Lucien Favre strahlt Ruhe aus – seine Teams lässt er dafür Unruhe verbreiten

Im Frühling 2003 war es, als der FC Zürich Lucien Favre holte. Bis dahin hatte Favre im Westen des Landes gewirkt, in der französischsprachigen Region. Er war Trainer in Yverdon und bei Servette Genf, ehe er sich nach Zürich wagte. Sein Start in der größten Schweizer Stadt verlief überaus holprig, und nur ein halbes Jahr nach seiner Amtsübernahme stand er bereits vor dem Rauswurf. „Es wäre ein Fehler, mich wegzuschicken“, sagte er damals. Nur ein Erfolg im Pokalspiel gegen das unterklassige Meyrin bewahrte ihn vor der Entlassung. Die Entscheidung, keinen Trainerwechsel vorzunehmen, sollte die Vereinsführung nicht bereuen.

Favre fand danach den Erfolg. Er bescherte dem FC Zürich drei Titel: den Pokal 2005 und die Meisterschaften in den folgenden zwei Jahren.

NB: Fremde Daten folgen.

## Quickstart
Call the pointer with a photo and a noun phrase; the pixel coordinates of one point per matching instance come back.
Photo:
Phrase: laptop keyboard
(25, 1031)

Mit einem wesentlich kleineren Budget schaffte es Favre, den Favoriten aus Basel auszubremsen. Und nebenbei boten die Züricher auch den attraktivsten Fußball in der Liga. Oder anders gesagt: Der Trainer hatte der Mannschaft seine unverkennbare Handschrift verabreicht. Der 49-jährige Favre lässt den Fußball praktizieren, den er als feiner Techniker selber mochte. Er trug die Rückennummer 10 und war noch das, was damals als Regisseur durchging, der Spieler mit Übersicht, Intelligenz und einem Schuss Genialität.

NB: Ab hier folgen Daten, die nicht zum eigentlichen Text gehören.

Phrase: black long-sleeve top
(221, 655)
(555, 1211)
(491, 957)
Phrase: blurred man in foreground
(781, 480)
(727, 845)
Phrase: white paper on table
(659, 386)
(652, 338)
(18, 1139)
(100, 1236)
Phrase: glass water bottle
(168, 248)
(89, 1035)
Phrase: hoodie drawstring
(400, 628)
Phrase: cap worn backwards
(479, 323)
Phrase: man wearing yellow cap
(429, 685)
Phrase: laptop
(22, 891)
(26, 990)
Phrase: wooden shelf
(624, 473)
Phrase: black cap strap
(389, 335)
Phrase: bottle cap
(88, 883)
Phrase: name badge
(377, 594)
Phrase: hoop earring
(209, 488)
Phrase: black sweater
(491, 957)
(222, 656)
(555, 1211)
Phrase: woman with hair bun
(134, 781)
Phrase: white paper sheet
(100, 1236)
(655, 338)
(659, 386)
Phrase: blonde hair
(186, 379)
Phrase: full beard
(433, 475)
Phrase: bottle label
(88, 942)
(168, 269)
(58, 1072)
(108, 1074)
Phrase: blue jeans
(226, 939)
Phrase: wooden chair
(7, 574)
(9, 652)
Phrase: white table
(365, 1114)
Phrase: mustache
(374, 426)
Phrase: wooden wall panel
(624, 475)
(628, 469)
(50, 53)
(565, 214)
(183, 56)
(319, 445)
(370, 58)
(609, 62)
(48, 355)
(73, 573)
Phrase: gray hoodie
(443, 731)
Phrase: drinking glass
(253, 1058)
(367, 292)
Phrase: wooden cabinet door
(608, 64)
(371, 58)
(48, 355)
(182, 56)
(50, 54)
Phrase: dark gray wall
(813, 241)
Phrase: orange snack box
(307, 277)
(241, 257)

Favre bestritt 24 Länderspiele für die Schweiz und musste seine Karriere 1991 zwangsläufig beenden. Schuld daran war ein brutales Foul von Pierre-Albert Chapuisat, dem Vater des einstigen Dortmund-Stürmers Stéphane. Favre, der eine Lehre zum Kaufmann auf dem Betreibungsamt, das Zwangsvollstreckungen durchführt, in Echallens absolviert hatte, wurde Trainer, und er versieht seinen Job mit enorm viel Akribie. Er verfügt über ein stattliches Archiv an DVDs und Videokassetten, er liebt es, über Fußball zu diskutieren, er gilt als Tüftler und Perfektionist. Favre hat sich den Ruf erarbeitet, ein Trainer zu sein, der offen ist für Neues, der Veränderungen nie negativ gegenübersteht. Und er ist zusammen mit dem ehemaligen Bundesligaprofi Ciriaco Sforza (FC Luzern) jener Coach, der in der Schweiz am stärksten auf Einheimische und die Jugend setzte.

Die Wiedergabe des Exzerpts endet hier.